In algorithm analysis, when an algorithm contains a recursive call, the analysis of its time complexity is converted into a recursive equation. In fact, this problem is a mathematical solution to the gradual order, and the recursive equation has a variety of forms, the solution method is also not enough, the more commonly used are the following four methods:
(1) Substitution Method)
The basic step of the generation method is to first speculate the explicit solution of the recursive equation, and then use mathematical induction to verify whether the solution is reasonable.
(2) iteration method)
The basic step of the iteration method is to expand the right end of the recursive equation iteratively to form a non-recursive sum, and then estimate the left end of the equation, that is, the solution of the equation, through the estimation of the sum.
(3) apply the public method (Master method)
This method is applicable to shapes such as "T (n) = at (N/B) +
F (n) "recursive equation. This recursive equation is a recursive relationship satisfied by the time complexity of the divide and conquer method. That is, a subproblem with a scale of N is divided into a subproblem with a scale of N/B, recursively solving this subproblem.
Then, the problem is solved by combining the solutions of the sub-question.
(4) difference formula method)
Some recursive equations can be regarded as difference equations, and the method for solving difference equations can be used to solve recursive equations, and then the solution is estimated at an approximate order.

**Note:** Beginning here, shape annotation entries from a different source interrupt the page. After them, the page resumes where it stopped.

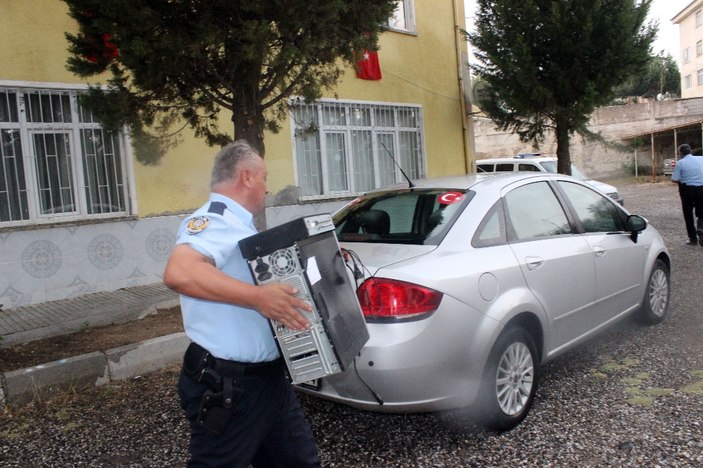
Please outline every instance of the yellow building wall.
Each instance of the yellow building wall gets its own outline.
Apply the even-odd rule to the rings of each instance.
[[[347,72],[334,92],[343,100],[422,106],[427,175],[466,172],[467,153],[462,131],[455,22],[463,25],[461,0],[416,0],[417,34],[386,32],[380,41],[380,81]],[[454,8],[457,8],[455,13]],[[85,84],[66,70],[66,31],[77,29],[65,3],[57,0],[0,0],[0,80],[31,83]],[[91,79],[91,84],[105,83]],[[223,128],[233,134],[229,116]],[[228,128],[228,126],[230,128]],[[134,161],[137,212],[146,217],[188,211],[199,206],[209,191],[212,160],[218,148],[184,130],[180,143],[158,165]],[[278,134],[266,135],[269,191],[295,185],[290,123]]]

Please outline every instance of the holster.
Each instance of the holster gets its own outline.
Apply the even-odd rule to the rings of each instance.
[[[202,346],[191,343],[183,357],[183,371],[207,387],[200,400],[197,423],[214,434],[222,434],[244,394],[244,366],[217,359]]]

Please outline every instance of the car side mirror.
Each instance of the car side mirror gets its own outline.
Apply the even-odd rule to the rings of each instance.
[[[636,244],[637,236],[639,236],[640,232],[647,229],[647,220],[639,215],[630,215],[627,217],[625,225],[626,229],[630,232],[630,239]]]

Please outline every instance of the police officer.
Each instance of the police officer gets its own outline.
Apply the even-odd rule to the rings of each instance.
[[[164,271],[192,340],[178,392],[191,426],[188,466],[319,466],[268,319],[306,329],[309,304],[284,284],[256,286],[238,248],[264,210],[266,166],[245,141],[215,157],[211,194],[187,217]]]
[[[703,247],[703,157],[693,156],[687,144],[679,146],[681,159],[676,162],[671,181],[679,184],[681,209],[686,223],[688,241],[686,245],[700,244]],[[694,223],[693,215],[697,222]]]

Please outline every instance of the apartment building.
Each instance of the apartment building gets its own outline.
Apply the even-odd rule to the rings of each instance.
[[[413,177],[468,172],[464,16],[461,0],[399,0],[380,39],[381,76],[349,67],[265,135],[268,227],[402,180],[388,153]],[[127,132],[104,132],[80,106],[88,83],[66,69],[64,34],[75,31],[64,2],[1,2],[4,308],[160,282],[183,215],[207,199],[218,148],[185,129],[146,164]]]

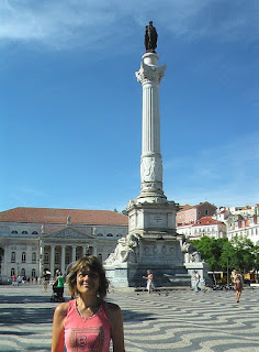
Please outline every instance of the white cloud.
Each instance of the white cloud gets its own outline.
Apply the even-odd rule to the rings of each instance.
[[[240,205],[259,200],[259,133],[164,163],[167,196],[178,202]],[[168,189],[167,189],[168,188]]]

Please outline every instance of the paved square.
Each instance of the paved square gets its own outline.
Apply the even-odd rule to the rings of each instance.
[[[0,351],[50,351],[52,319],[57,304],[50,287],[0,286]],[[66,296],[69,299],[69,296]],[[136,293],[115,289],[109,300],[124,315],[126,352],[259,351],[259,289],[235,293],[190,289]]]

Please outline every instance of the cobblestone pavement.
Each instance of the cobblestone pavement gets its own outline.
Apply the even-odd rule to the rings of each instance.
[[[50,287],[0,286],[0,351],[50,351],[52,319],[57,304]],[[69,299],[68,296],[65,296]],[[147,294],[112,290],[124,316],[127,352],[259,352],[259,289],[235,293],[176,289]]]

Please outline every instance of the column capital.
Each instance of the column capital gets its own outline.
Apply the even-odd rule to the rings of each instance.
[[[135,73],[137,81],[142,85],[147,82],[159,84],[165,76],[165,70],[167,66],[155,66],[146,65],[145,63],[140,64],[140,69]]]

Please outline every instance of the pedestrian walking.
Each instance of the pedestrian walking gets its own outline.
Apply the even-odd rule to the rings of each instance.
[[[199,287],[201,276],[200,276],[200,274],[198,273],[198,271],[194,271],[194,272],[193,272],[193,279],[194,279],[195,293],[199,293],[199,292],[201,290],[201,288]]]
[[[78,260],[67,278],[68,292],[77,297],[59,304],[53,319],[52,352],[124,352],[121,308],[106,302],[109,283],[101,262],[92,255]]]
[[[238,304],[240,300],[244,283],[241,274],[237,270],[234,270],[233,272],[233,282],[234,288],[236,290],[236,302]]]

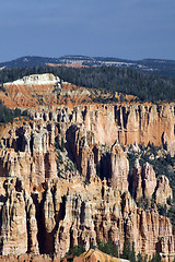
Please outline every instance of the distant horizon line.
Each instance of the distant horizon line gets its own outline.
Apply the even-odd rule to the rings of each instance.
[[[119,59],[119,60],[126,60],[126,61],[142,61],[142,60],[163,60],[163,61],[175,61],[175,59],[165,59],[165,58],[142,58],[142,59],[129,59],[129,58],[119,58],[119,57],[112,57],[112,56],[86,56],[86,55],[62,55],[59,57],[49,57],[49,56],[38,56],[38,55],[26,55],[26,56],[21,56],[11,60],[5,60],[5,61],[0,61],[0,63],[7,63],[7,62],[11,62],[11,61],[15,61],[18,59],[22,59],[22,58],[49,58],[49,59],[60,59],[60,58],[65,58],[65,57],[84,57],[84,58],[113,58],[113,59]]]

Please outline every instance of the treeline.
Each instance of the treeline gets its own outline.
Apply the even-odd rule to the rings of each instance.
[[[0,83],[2,85],[5,82],[35,73],[54,73],[79,86],[135,95],[141,102],[175,100],[175,80],[115,67],[80,69],[36,67],[2,70]]]
[[[26,110],[21,111],[19,108],[10,109],[0,100],[0,123],[13,122],[14,118],[21,116],[31,118]]]

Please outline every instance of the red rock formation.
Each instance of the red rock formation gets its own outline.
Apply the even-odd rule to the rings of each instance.
[[[26,100],[22,98],[21,106],[38,106],[38,96],[44,93],[45,105],[57,105],[54,88],[60,90],[59,84],[52,83],[48,90],[42,85],[38,90],[37,85],[25,83]],[[11,94],[8,103],[12,102],[12,107],[19,105],[24,88],[20,84],[5,88]],[[70,92],[69,84],[65,88]],[[14,96],[13,92],[21,94]],[[37,102],[27,98],[32,93],[37,94]],[[167,143],[173,155],[173,104],[86,105],[31,109],[31,114],[34,121],[22,127],[9,126],[1,135],[2,254],[55,252],[63,257],[74,245],[81,243],[88,250],[97,240],[108,239],[120,252],[124,241],[129,240],[143,254],[151,255],[155,250],[165,258],[175,254],[170,219],[156,211],[137,207],[128,192],[129,164],[119,145]],[[62,178],[57,177],[56,138],[65,141],[61,162],[70,157],[78,166],[74,172],[65,170]],[[136,143],[132,147],[139,152]],[[96,176],[98,172],[103,182]],[[153,167],[149,164],[140,167],[138,160],[133,189],[136,200],[155,196],[156,203],[165,204],[172,198],[168,180],[165,177],[158,180]]]

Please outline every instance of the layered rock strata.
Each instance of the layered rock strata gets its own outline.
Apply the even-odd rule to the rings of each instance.
[[[120,252],[129,240],[137,252],[151,255],[156,250],[173,258],[170,219],[137,207],[120,144],[163,143],[174,154],[174,106],[98,105],[31,114],[34,121],[7,127],[1,139],[1,253],[63,257],[75,245],[88,250],[109,239]],[[72,177],[67,170],[57,176],[63,160],[55,143],[61,139],[60,156],[66,159],[67,154],[78,168]],[[154,196],[165,204],[172,198],[168,180],[155,178],[149,164],[141,167],[137,160],[133,178],[136,200]]]

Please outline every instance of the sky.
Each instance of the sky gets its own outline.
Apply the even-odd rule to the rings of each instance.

The following describes some examples of the above methods.
I. Proxy Method
The recursive equation of the time calculated by the multiplication of big integers is: T (n) = 4 T (n/2) + O (N), where T (1) = O (1 ), we guess a solution T (n) = O (n2
), According to the definition of the symbol O, for N> N0, there is T (n) <cn2
-EO (2n) (Note: here we subtract O (2n) because it is a low-order term and does not affect the approximation of N when n is large enough). Then we substitute this solution into the recursive equation and obtain:
T (n) = 4 T (n/2) + O (N)
≤4c (n/2) 2
-EO (2n/2) + O (N)
= Cn2
-EO (n) + O (N)
≤ Cn2
Where, C is a positive constant, e is 1, and the above formula conforms to T (n) ≤ cn2
Can be considered as O (n2
) Is a solution of T (n), which is proved by mathematical induction.
Ii. Iterative Method
The calculation time of an algorithm is T (n) = 3 T (N/4) + O (N), where T (1) = O (1 ), after two iterations, the right side can be expanded:
T (n) = 3 T (N/4) + O (N)
= O (n) + 3 (O (N/4) + 3 T (N/42
))
= O (n) + 3 (O (N/4) + 3 (O (N/42)
) + 3 Tb (N/43
)))
We can see from the above formula that this is a recursive equation. We can write the equation after iteration I:
T (n) = O (n) + 3 (O (N/4) + 3 (O (N/42)
) +... + 3 (n/4I
+ 3 T (N/4I + 1
))))
When N/4I + 1
= 1, t (N/4I + 1
) = 1, then
T (n) = N + (3/4) + (32
/42
) N +... + (3i
/4I
) N + (3i + 1
) T (1)
<4n + 3I + 1
However, N/4I + 1
= 1: I <log4
N, thus
3i + 1
≤3log4
N + 1
= 3log3
N * log4
3
+ 1 = 3nlog4
3
Entered as follows:
T (n) <4n + 3nlog4
3, that is, T (n) = O (n ).
Iii. Apply the formula
This method is like:
T (n) = at (N/B) + f (N)
Where a ≥1 and B ≥1 are constants, and F (n) is a definite positive function. In the three scenarios of F (N), we have an approximate formula of T (n:
1. For a constant ε> 0, F (n) = O (nlogb
A-ε
), Then t (n) = O (nlogb
A
)
2. If F (n) = O (nlogb
A
), Then t (n) = O (nlogb
A
* Logn)
3. If F (n) = O (nlogb
A + ε
), And for a constant C> 1 and all fully large positive integers n, with AF (N/B) ≤ CF (N), then t (N) = O (f (n )).
If T (n) = 4 T (n/2) + N, then a = 4, B = 2, F (n) = N, the nlogb is calculated.
A
= Nlog2
4
= N2
While F (n) = n = O (n2-ε
). At this time, ε = 1. According to the 1st cases, we get T (n) = O (n2
).
The three situations involved here are f (N) and nlogb.
A
The approximation of the recursive equation is determined by the larger of the two functions. In the first case, the function nlogb
A
Otherwise, T (n) = O (nlogb
A
); In the third case, if the function f (n) is large, then t (n) = O (f (n); in the second case, the two functions are as big, then T (n) = O (nlogb
A
* Logn), that is, the logarithm of N is used as a factor to multiply the same order of F (N) and T (n.
However, none of the above three situations cover all possible F (n ). There is a gap between the first case and the second case: F (n) is smaller than but not polynomial less than nlogb
A
This also exists between Category 2 and Category 3. At this time, the formula is not applicable.